Road Trip

12 October, 2011

On my way to Jacksonville, AL (home of the JSU Gamecocks!), one of the Alabama NPR stations, which, by the way, aren’t synced up like they are in Mississippi, nor have nearly the same continuous coverage, was playing This American Life. The topic this week was on our love affair with cars. Love it or hate it, cars are here, and here to stay. Some of us love them, some of us love to hate them, and the rest of us think nothing about them.

For some, a car is just a means to get from A to B, and no more. It’s a convenience that is taken for granted. Some even think that cars are of no use at all, can be best replaced by public transportation, and if can be eliminated, all the better.

I agree that public transportation can alleviate the energy crisis, traffic, and several other impending doom situations that cars create. If I had a good way to use public transportation to go to work (which might actually happen in the next two years in Starkville), I would use it.

So why do I like the car? A car gives me independence from the need to rely on somebody else or a schedule that is no my own. It gives me the freedom to go wherever I want, whenever I want. I can take a road trip, go to the market, or just drive around for driving sake. A car is more than transportation. A road trip is more than getting to the destination.

The act of driving a car is thrilling for some, terrifying for others. You’re in control of a beast bigger, more powerful, and faster than you. Like a horse. And like horses, some stay away from them like the plague, and others seek not only every opportunity to be in control of these beasts, but look for the biggest, most powerful, and fastest ones out there.

Continuing with the horse analogy, some people even develop a sort of relationship with their cars. The sort of relationship a trainer develops with their horse. After a while, a person is able to really master a car, get to know its qwerks and how to really make it run the way the person wants it to run.

A road trip is about those hours between your home and destination. It’s about spending time with people you like, don’t like, or yourself. It’s also about taking those long ribbons of pavement we’ve strewn across the country. It’s about seeing those cities between here and Atlanta. It’s about going over the river and through the woods. And the best part of a road trip – no TSA to deal with.

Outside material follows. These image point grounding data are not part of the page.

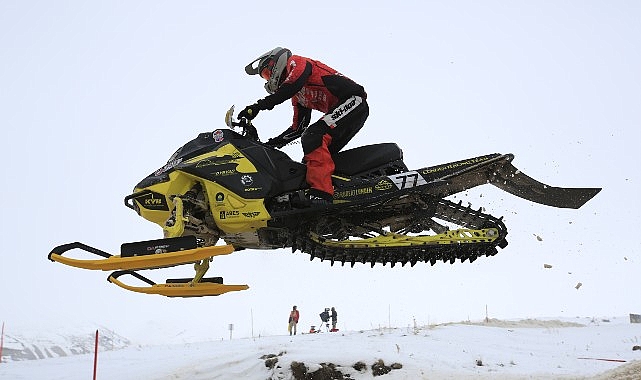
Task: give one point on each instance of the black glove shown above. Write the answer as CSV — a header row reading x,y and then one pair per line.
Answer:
x,y
276,142
249,112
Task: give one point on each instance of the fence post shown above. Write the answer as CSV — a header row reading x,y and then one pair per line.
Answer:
x,y
95,357
1,341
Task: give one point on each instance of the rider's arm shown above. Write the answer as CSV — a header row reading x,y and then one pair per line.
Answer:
x,y
287,90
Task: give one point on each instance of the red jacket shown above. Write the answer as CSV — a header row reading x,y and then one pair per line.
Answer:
x,y
311,85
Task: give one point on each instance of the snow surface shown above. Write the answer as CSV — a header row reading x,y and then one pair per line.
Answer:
x,y
580,348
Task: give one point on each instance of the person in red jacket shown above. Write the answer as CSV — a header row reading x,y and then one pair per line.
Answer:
x,y
311,85
293,320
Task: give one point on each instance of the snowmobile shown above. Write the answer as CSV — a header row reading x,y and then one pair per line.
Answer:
x,y
228,185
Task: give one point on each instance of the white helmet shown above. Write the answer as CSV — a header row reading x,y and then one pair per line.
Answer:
x,y
271,66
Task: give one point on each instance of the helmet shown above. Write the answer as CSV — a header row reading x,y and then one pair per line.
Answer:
x,y
271,66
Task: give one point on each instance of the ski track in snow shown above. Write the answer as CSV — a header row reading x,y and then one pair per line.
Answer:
x,y
527,349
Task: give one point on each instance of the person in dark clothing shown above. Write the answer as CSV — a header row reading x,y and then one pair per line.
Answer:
x,y
311,85
294,316
334,315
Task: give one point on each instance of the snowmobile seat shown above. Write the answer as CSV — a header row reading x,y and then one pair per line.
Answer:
x,y
368,158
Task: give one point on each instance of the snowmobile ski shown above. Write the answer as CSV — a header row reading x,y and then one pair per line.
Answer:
x,y
181,287
134,261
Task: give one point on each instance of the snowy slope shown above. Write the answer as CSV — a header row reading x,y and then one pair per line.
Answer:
x,y
40,342
541,349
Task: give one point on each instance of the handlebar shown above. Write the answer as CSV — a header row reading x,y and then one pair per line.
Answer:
x,y
248,129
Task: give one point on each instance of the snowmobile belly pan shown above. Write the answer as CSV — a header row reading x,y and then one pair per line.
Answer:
x,y
175,289
115,262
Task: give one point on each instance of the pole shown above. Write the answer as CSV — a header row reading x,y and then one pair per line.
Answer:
x,y
1,341
95,357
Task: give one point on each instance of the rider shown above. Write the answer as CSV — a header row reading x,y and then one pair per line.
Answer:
x,y
311,85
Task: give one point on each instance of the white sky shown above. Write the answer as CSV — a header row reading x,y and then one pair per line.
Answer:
x,y
96,95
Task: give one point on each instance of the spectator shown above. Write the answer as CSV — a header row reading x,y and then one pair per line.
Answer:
x,y
293,320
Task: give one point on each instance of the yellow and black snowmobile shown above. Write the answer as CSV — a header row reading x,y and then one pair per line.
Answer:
x,y
227,185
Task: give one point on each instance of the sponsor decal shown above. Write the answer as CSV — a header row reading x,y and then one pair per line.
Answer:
x,y
229,214
407,180
223,173
455,165
153,201
224,160
353,192
342,110
218,135
383,185
169,165
246,180
158,248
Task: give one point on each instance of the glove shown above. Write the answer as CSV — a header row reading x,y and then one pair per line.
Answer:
x,y
249,112
276,142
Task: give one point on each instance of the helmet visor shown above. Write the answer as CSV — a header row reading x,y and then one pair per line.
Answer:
x,y
266,73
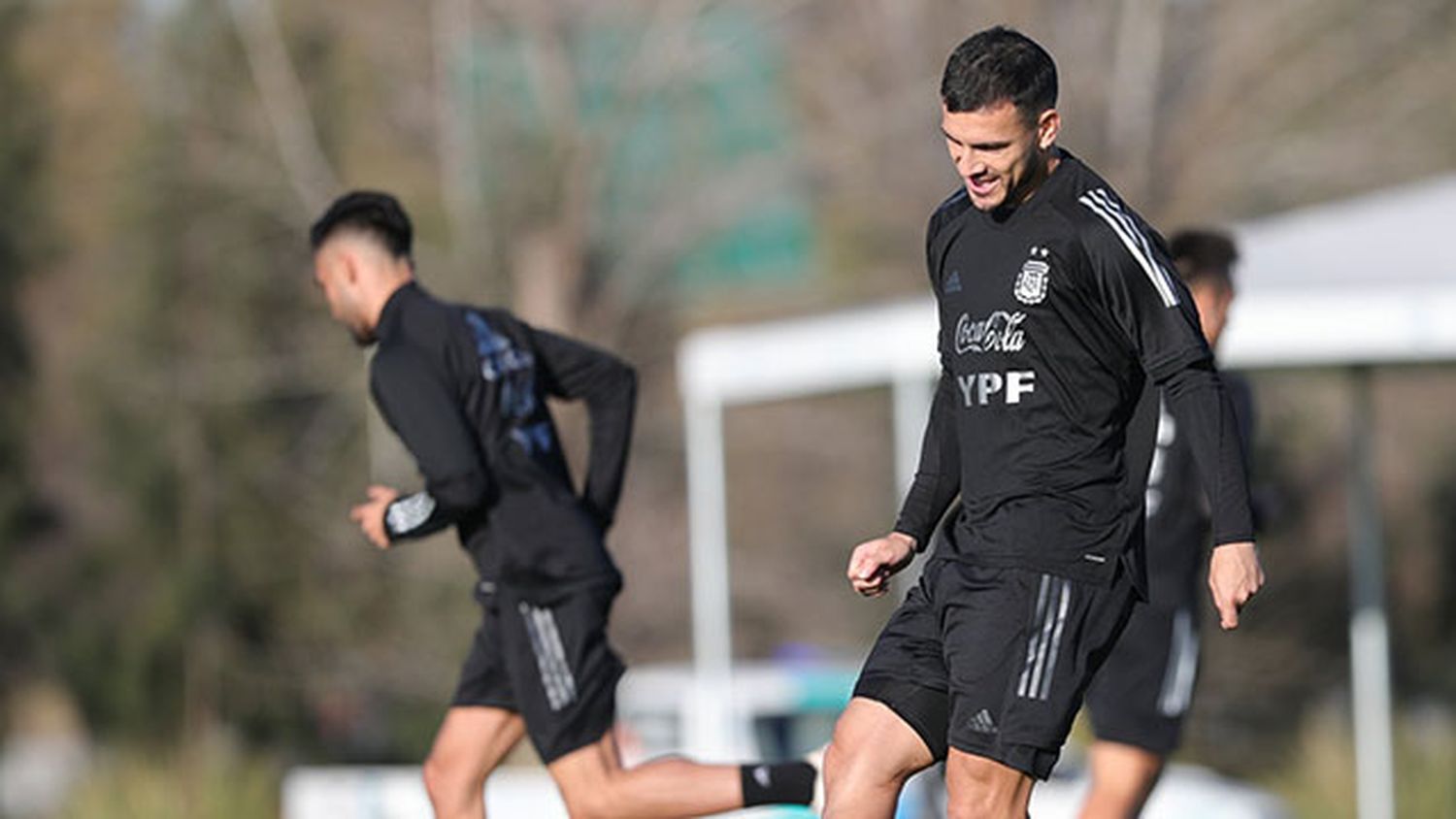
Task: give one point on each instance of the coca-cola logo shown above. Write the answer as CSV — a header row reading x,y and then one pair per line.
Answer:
x,y
999,332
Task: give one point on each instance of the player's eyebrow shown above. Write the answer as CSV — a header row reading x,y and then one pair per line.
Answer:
x,y
977,146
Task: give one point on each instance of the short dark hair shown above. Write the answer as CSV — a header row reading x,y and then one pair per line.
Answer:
x,y
999,64
1205,255
372,213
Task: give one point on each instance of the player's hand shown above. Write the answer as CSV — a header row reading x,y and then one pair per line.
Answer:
x,y
1234,576
370,515
876,560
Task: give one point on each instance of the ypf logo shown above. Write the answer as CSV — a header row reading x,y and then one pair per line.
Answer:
x,y
1031,282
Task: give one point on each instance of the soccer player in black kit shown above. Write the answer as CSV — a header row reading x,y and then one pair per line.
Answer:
x,y
1056,306
465,389
1142,693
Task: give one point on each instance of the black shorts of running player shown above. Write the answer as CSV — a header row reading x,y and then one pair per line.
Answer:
x,y
995,661
1142,693
547,662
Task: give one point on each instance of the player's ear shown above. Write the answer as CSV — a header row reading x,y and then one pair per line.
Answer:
x,y
1048,125
349,262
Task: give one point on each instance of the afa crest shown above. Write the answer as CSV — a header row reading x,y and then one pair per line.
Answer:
x,y
1031,282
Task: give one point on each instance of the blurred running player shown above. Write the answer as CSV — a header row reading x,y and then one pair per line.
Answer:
x,y
465,389
1141,697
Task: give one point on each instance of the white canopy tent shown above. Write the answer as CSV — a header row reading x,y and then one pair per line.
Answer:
x,y
1356,284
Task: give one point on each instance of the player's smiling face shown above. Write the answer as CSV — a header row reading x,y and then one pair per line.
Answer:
x,y
999,154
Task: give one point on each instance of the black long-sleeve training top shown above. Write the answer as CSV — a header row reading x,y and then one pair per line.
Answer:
x,y
1051,319
465,389
1175,502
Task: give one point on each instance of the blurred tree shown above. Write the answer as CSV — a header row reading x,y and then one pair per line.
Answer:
x,y
22,227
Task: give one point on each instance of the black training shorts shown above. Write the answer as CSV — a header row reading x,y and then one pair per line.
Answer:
x,y
995,661
1143,690
549,662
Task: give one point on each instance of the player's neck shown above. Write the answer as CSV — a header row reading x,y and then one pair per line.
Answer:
x,y
383,294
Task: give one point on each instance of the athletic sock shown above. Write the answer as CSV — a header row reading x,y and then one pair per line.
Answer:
x,y
785,783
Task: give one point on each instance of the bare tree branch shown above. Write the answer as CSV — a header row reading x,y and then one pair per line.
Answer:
x,y
284,104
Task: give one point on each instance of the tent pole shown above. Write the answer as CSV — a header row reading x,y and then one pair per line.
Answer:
x,y
1369,635
708,731
911,395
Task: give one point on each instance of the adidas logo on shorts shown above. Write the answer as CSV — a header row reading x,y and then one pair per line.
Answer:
x,y
983,723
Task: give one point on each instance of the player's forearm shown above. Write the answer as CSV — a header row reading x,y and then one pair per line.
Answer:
x,y
938,477
1200,405
612,410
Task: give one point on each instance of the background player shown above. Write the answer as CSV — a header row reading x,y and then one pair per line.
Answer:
x,y
1054,302
465,389
1139,699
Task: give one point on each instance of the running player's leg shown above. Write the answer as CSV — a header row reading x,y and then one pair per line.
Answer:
x,y
480,726
984,789
867,764
596,786
896,723
1138,703
471,742
1123,775
565,673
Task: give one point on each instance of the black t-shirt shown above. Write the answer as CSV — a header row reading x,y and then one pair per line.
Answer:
x,y
465,389
1051,317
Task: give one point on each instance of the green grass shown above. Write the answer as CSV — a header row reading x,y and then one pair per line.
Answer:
x,y
1319,781
207,781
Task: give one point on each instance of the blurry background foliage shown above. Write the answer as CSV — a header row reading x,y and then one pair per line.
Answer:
x,y
182,429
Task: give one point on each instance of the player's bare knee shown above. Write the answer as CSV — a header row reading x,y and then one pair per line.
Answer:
x,y
448,778
856,766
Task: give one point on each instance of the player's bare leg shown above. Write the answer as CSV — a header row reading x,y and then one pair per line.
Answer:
x,y
596,786
868,761
1123,775
469,745
984,789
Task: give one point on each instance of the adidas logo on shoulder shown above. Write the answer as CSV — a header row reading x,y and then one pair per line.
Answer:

Cars will continue to get better, no doubt. Safety features, smarter cars, easier to drive cars, and cars that use electricity will become more common in the future. I’m excited about this, and for the most part, fully support it. But even as my daily driver gets replaced by these better, faster, smarter, more fuel-efficient things, I will strive to keep a good, old-fashioned gas-powered car in my stable. Nothing feels as good, sounds as good, or looks as good as a powerful engine. Yes, they waste gas. But as the car saved the horse for leisure, the electric car will do the same for the old beasts. While less gas is used on a daily basis, there will be less of a crisis for gasoline as demand for it goes down, and the car will be saved.

As I sit in my hotel room, watching a zombie movie, typing this post out, I am not thinking about the training I have to attend tomorrow. I’m thinking about Sir Stirling Moss’s Mille Miglia drive in 1955. I have this imagery of a silver bullet rocketing across the Italian country side, Moss at the wheel and Jenkinson trying to hold on for dear life, navigation notes in hand. The imagery is beautiful to me. That is what motoring, at its purist, is to me.